Given: \( \sin \mathrm{P}+\sin \mathrm{Q}=\frac{7}{5} \) and \( \hat{\mathrm{P}}+\hat{\mathrm{Q}}=90^{\circ} \) Without using a calculator, determine the value of \( \sin 2 \mathrm{P} \).

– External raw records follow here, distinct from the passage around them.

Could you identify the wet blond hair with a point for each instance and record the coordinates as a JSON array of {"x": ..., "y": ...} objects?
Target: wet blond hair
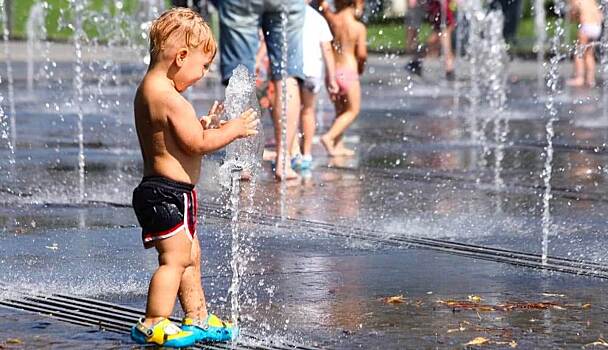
[{"x": 183, "y": 25}]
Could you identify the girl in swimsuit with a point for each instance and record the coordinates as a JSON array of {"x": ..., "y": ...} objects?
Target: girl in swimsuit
[{"x": 350, "y": 54}]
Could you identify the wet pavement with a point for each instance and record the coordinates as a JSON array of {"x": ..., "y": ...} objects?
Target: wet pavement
[{"x": 418, "y": 173}]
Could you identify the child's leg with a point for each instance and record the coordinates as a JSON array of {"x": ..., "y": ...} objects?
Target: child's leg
[
  {"x": 309, "y": 103},
  {"x": 446, "y": 47},
  {"x": 589, "y": 67},
  {"x": 173, "y": 259},
  {"x": 191, "y": 293},
  {"x": 352, "y": 105},
  {"x": 579, "y": 65},
  {"x": 293, "y": 111}
]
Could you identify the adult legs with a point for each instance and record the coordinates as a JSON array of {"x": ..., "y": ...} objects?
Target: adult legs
[
  {"x": 309, "y": 103},
  {"x": 579, "y": 64}
]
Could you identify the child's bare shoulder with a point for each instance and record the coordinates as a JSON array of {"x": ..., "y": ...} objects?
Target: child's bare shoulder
[{"x": 163, "y": 101}]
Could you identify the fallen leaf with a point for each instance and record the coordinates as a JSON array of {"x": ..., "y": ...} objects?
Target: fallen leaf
[
  {"x": 478, "y": 341},
  {"x": 511, "y": 343},
  {"x": 397, "y": 299},
  {"x": 553, "y": 295},
  {"x": 475, "y": 298},
  {"x": 599, "y": 342}
]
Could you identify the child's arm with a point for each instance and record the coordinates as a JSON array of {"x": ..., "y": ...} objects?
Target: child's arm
[
  {"x": 326, "y": 11},
  {"x": 361, "y": 49},
  {"x": 330, "y": 67},
  {"x": 193, "y": 139}
]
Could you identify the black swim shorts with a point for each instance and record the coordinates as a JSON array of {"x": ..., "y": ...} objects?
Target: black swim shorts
[{"x": 164, "y": 207}]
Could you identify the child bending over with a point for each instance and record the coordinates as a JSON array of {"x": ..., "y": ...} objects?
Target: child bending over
[{"x": 350, "y": 52}]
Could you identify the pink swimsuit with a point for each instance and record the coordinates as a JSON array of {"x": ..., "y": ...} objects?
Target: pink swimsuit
[{"x": 345, "y": 77}]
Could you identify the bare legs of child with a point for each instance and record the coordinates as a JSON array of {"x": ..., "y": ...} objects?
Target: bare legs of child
[
  {"x": 309, "y": 102},
  {"x": 347, "y": 110},
  {"x": 178, "y": 271},
  {"x": 584, "y": 64},
  {"x": 293, "y": 112}
]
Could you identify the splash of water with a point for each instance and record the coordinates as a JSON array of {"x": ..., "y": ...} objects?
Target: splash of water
[
  {"x": 242, "y": 156},
  {"x": 604, "y": 62},
  {"x": 540, "y": 28},
  {"x": 284, "y": 147},
  {"x": 36, "y": 32},
  {"x": 236, "y": 262},
  {"x": 551, "y": 109},
  {"x": 245, "y": 153},
  {"x": 496, "y": 80},
  {"x": 78, "y": 38},
  {"x": 10, "y": 80}
]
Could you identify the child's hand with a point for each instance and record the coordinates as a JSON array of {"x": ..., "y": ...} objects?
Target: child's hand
[
  {"x": 332, "y": 86},
  {"x": 246, "y": 125},
  {"x": 212, "y": 120}
]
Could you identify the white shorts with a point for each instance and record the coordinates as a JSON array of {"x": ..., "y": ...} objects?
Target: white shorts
[
  {"x": 591, "y": 30},
  {"x": 312, "y": 84}
]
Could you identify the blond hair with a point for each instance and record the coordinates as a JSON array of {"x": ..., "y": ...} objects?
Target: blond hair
[{"x": 180, "y": 24}]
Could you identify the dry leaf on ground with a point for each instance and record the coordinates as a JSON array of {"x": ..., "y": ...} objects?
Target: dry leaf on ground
[
  {"x": 478, "y": 341},
  {"x": 397, "y": 299},
  {"x": 599, "y": 342}
]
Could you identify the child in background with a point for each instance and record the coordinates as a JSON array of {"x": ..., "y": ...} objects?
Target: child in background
[
  {"x": 316, "y": 40},
  {"x": 172, "y": 141},
  {"x": 350, "y": 53},
  {"x": 588, "y": 14}
]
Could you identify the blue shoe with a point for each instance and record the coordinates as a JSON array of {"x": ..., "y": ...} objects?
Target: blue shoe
[
  {"x": 211, "y": 330},
  {"x": 306, "y": 162},
  {"x": 296, "y": 162},
  {"x": 164, "y": 333}
]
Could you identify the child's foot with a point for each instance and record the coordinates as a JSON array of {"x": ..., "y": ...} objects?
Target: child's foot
[
  {"x": 328, "y": 143},
  {"x": 450, "y": 75},
  {"x": 343, "y": 151},
  {"x": 289, "y": 174},
  {"x": 164, "y": 333},
  {"x": 415, "y": 66},
  {"x": 210, "y": 330},
  {"x": 575, "y": 82},
  {"x": 306, "y": 162}
]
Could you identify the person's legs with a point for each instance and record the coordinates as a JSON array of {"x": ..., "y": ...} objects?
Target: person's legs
[
  {"x": 350, "y": 110},
  {"x": 309, "y": 103},
  {"x": 589, "y": 67},
  {"x": 173, "y": 259},
  {"x": 191, "y": 293},
  {"x": 275, "y": 32},
  {"x": 446, "y": 47},
  {"x": 293, "y": 106},
  {"x": 579, "y": 65},
  {"x": 239, "y": 39}
]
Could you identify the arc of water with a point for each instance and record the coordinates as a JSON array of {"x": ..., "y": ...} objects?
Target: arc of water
[{"x": 551, "y": 109}]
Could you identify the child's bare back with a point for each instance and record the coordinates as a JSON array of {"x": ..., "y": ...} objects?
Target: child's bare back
[
  {"x": 349, "y": 44},
  {"x": 158, "y": 109}
]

Given that \( \sin \mathrm{P} + \sin \mathrm{Q} = \frac{7}{5} \) and \( \hat{\mathrm{P}} + \hat{\mathrm{Q}} = 90^{\circ} \), we can use the fact that \( \hat{\mathrm{Q}} = 90^{\circ} - \hat{\mathrm{P}} \). This implies that \( \sin \mathrm{Q} = \cos \mathrm{P} \). Now we can rewrite the first equation: \[ \sin \mathrm{P} + \cos \mathrm{P} = \frac{7}{5} \] We will square both sides to make use of the identity \( \sin^2 \mathrm{P} + \cos^2 \mathrm{P} = 1 \): \[ (\sin \mathrm{P} + \cos \mathrm{P})^2 = \left(\frac{7}{5}\right)^2 \] Expanding the left hand side: \[ \sin^2 \mathrm{P} + 2\sin \mathrm{P} \cos \mathrm{P} + \cos^2 \mathrm{P} = \frac{49}{25} \] Substituting \( \sin^2 \mathrm{P} + \cos^2 \mathrm{P} = 1 \): \[ 1 + 2\sin \mathrm{P} \cos \mathrm{P} = \frac{49}{25} \] Subtracting 1 from both sides gives: \[ 2\sin \mathrm{P} \cos \mathrm{P} = \frac{49}{25} - 1 = \frac{49}{25} - \frac{25}{25} = \frac{24}{25} \] We know that \( \sin 2\mathrm{P} = 2\sin \mathrm{P} \cos \mathrm{P} \). Therefore, \[ \sin 2\mathrm{P} = \frac{24}{25} \] Thus, the value of \( \sin 2 \mathrm{P} \) is \[ \boxed{\frac{24}{25}} \]